# Tempress 2 valve



## Pacificpipes (Oct 1, 2013)

I have never seen this before. It's dripping and I'm wondering if taking it apart will ruin the rest of my day? Anybody play with these before?


----------



## Pacificpipes (Oct 1, 2013)

Ooops


----------



## Pacificpipes (Oct 1, 2013)

Trim


----------



## mrjasontgreek (May 21, 2014)

I would imagine you can get replacement parts through your delta rep, at least around here those valves came from Waltec. Any other Waltec stuff in the US?


----------



## Cajunhiker (Dec 14, 2009)

It might be easier to quit your job and change careers rather than reality this.


----------



## Tommy plumber (Feb 19, 2010)

Level of difficulty is not that high, just go for it!


----------



## Pacificpipes (Oct 1, 2013)

I figured it wouldn't be too crazy. It was my last call of the day. It's like 105 degrees I just got back from a week long bachelor party in Pittsburgh I'm sweating out all my bad decisions.


----------



## Abarr (Jun 19, 2015)

So was it the cartridge? I just got a service call for the same problem.


----------



## timrath (Sep 28, 2013)

That's a Grohe tempress ii. It takes a Grohe 47.080.000 cartridge. It's easy


----------



## Gargalaxy (Aug 14, 2013)

Abarr said:


> So was it the cartridge? I just got a service call for the same problem.


You'll have more problems without an intro.


----------



## Tommy plumber (Feb 19, 2010)

*Hello! Introduction Requested* 
Abarr, an intro is requested from all new members. In case you missed it, here is the link. http://www.plumbingzone.com/f3/. 

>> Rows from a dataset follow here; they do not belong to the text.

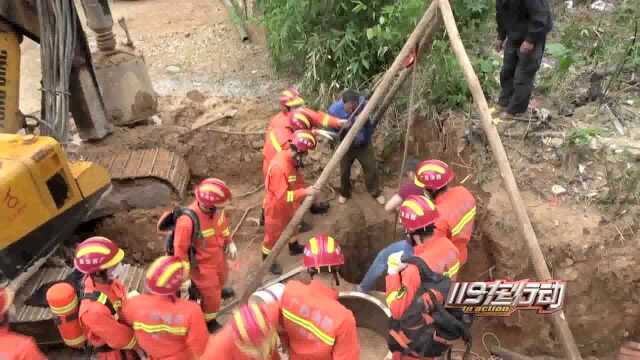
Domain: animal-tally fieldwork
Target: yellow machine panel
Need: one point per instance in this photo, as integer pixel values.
(10, 122)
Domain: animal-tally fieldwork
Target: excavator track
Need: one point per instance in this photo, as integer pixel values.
(39, 321)
(157, 163)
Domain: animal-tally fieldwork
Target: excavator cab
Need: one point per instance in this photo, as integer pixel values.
(43, 197)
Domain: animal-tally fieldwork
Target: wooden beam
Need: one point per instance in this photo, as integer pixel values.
(563, 332)
(362, 118)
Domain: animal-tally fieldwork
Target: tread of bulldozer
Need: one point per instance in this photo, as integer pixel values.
(133, 280)
(155, 163)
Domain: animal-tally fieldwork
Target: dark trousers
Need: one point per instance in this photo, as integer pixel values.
(366, 158)
(517, 76)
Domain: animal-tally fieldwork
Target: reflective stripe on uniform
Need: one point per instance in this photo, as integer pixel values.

The PZ is for Plumbing Professionals ( those engaged in the plumbing profession) 

Post an intro and tell our members where you are from, yrs in the trade, and your area(s) of expertise in the plumbing field. 

This info helps members who are waiting to welcome you to the best plumbing site there is. 

We look forward to your valuable input.


----------



## Pacificpipes (Oct 1, 2013)

I just hit it with some channel locks and it worked


----------



## Debo22 (Feb 15, 2015)

I just replaced one last week. Cartridge is available at Ferguson


----------



## paultheplumber1 (May 1, 2014)

I've seen a few of these the past couple years where the customer somehow stripped the shaft out of the gear inside.


----------



## heaan (Oct 23, 2012)

I like to drop in a few of those chicken Chicken Bouillon cubes in the water heater it cleans up all the scale in water pipes and shower valves


----------



## Pacificpipes (Oct 1, 2013)

And your water tastes like soup.


----------



## heaan (Oct 23, 2012)

Smells like thanksgiving every time i shower


----------



## chonkie (Jul 31, 2014)

heaan said:


> Smells like thanksgiving every time i shower


If your Thanksgiving meals smell like watered down chicken noodle soup, I feel sorry for you. Try this next Thanksgiving ... http://www.greenbergturkey.com


----------